Perhatian itu berlanjut ke dunia pendidikan. Pada 1991, Prabowo mendirikan Yayasan Pendidikan Kebangsaan. Salah satu lembaga di bawah naungannya adalah Universitas Kebangsaan Republik Indonesia (UKRI) yang berkampus di Bandung. Melalui universitas ini, Prabowo memberikan beasiswa kepada ribuan anak Indonesia untuk menempuh pendidikan tinggi, terutama di bidang STEM atau Science, Technology, Engineering, and Mathematics.

Dalam bidang seni, pembentukan CGY pada 2011 menjadi bukti bahwa musik juga mendapat tempat dalam ruang pengabdian yang ia bangun. Anggota CGY dipilih dari anak-anak muda, sebagian besar berasal dari Minahasa, Sulawesi Utara, yang memiliki bakat musik. Korps drumband ini kerap tampil dalam kampanye besar Gerindra di berbagai daerah, serta dalam penampilan khusus di Padepokan Garuda Yaksa.

Hambalang sebagai pusat pembinaan

Pengabdian Prabowo di dunia olahraga, terutama pencak silat, juga terlihat dari posisinya sebagai Ketua Pengurus Besar Ikatan Pencak Silat Indonesia (PB IPSI) untuk periode 2016-2020 dan 2021-2025. Dalam kapasitas itu, ia menekankan pentingnya pendidikan terbaik, latihan tanding terbaik, dan fasilitas pelatnas terbaik bagi tim nasional pencak silat.

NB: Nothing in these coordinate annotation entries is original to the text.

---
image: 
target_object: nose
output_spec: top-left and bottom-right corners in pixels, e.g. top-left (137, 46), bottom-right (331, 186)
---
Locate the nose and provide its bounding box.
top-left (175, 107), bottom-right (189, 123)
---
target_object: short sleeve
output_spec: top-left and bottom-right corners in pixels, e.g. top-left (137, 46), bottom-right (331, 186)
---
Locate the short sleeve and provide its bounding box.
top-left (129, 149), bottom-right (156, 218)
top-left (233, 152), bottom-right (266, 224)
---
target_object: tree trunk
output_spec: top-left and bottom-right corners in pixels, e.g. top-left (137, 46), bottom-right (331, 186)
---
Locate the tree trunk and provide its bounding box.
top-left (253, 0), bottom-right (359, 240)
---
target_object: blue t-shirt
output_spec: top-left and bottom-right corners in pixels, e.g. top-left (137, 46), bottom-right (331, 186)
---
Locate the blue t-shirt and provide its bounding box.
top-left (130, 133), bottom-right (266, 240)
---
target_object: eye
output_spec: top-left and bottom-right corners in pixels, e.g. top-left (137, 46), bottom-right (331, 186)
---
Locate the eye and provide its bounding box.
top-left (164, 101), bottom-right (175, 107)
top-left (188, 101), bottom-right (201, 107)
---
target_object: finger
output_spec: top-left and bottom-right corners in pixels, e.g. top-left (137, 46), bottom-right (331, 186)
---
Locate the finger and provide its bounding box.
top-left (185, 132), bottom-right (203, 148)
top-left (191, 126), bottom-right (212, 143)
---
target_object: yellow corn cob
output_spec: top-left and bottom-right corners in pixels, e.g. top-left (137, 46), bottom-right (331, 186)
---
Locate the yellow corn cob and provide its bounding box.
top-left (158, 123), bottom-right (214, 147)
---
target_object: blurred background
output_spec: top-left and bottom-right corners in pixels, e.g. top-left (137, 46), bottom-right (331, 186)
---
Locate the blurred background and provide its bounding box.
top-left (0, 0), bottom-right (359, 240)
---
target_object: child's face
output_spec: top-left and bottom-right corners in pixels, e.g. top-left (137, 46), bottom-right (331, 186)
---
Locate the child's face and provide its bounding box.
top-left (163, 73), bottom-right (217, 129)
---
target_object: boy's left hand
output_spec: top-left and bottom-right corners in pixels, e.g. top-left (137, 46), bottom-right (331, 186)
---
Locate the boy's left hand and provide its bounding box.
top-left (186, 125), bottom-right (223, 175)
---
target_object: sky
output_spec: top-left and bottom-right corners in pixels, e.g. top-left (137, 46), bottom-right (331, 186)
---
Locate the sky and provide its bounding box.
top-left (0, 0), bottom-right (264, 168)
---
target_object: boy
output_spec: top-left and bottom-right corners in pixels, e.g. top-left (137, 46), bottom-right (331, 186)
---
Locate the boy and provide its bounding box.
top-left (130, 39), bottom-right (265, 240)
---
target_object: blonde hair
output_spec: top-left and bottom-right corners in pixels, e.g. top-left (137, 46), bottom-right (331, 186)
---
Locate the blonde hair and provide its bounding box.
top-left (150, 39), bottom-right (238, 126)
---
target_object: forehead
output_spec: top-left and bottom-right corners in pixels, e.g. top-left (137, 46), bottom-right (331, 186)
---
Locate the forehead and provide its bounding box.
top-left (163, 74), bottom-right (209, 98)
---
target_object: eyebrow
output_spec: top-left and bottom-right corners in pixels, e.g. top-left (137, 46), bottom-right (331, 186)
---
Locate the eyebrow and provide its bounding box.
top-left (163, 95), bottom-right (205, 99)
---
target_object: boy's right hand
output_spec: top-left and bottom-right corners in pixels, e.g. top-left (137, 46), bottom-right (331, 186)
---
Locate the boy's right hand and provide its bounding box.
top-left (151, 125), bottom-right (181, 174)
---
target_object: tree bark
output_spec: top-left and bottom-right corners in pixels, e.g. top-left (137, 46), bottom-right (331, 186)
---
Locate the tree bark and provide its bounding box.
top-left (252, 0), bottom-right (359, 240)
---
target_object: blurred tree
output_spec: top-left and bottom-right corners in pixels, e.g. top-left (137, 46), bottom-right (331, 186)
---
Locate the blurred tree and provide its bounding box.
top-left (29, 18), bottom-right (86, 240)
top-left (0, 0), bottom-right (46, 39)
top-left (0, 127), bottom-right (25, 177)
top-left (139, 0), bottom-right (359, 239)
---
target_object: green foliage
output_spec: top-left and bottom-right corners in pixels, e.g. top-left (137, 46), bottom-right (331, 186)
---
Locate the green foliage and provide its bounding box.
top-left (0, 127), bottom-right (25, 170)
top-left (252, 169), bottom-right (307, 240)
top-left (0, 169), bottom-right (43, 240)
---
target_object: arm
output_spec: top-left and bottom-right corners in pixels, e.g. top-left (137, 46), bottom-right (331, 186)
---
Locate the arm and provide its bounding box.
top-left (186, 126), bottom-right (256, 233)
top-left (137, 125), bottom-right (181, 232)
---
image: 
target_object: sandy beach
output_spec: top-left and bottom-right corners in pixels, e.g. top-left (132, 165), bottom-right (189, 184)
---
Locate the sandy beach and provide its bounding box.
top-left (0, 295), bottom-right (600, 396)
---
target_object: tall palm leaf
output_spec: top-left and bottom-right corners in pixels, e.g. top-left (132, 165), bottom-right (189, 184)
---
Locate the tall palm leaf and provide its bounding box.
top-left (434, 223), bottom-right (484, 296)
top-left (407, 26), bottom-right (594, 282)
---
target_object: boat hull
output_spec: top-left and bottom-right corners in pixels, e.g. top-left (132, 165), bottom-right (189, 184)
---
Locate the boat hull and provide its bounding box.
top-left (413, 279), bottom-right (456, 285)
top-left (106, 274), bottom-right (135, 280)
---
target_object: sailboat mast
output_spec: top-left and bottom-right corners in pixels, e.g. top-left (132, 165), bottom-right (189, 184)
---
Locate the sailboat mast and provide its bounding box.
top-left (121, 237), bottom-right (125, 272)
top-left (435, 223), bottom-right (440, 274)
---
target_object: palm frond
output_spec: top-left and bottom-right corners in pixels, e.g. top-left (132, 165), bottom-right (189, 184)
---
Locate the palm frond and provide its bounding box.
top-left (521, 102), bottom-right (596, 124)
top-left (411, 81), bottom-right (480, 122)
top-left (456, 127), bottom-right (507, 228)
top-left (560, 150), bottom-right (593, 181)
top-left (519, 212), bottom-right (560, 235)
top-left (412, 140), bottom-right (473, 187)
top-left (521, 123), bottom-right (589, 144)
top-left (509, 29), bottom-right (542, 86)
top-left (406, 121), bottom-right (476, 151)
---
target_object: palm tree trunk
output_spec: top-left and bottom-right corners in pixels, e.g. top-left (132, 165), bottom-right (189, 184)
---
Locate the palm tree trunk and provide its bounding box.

Bahkan, rumah pribadinya di Hambalang ikut dimanfaatkan sebagai tempat pembinaan. Dari sana, Prabowo membangun ruang yang bukan hanya simbolik, tetapi juga menjadi pusat dorongan bagi para atlet muda untuk terus berprestasi. Saat Prabowo bersama Presiden Joko Widodo dan Presiden FIFA Gianni Infantino menyaksikan pembukaan FIFA World Cup U-17 2023 di Stadion Gelora Bung Tomo, Surabaya, termasuk laga Indonesia U-17 melawan Ekuador U-17, pesan itu kembali tampak jelas: olahraga, bagi Prabowo, bukan sekadar pertandingan, melainkan bagian dari harga diri bangsa.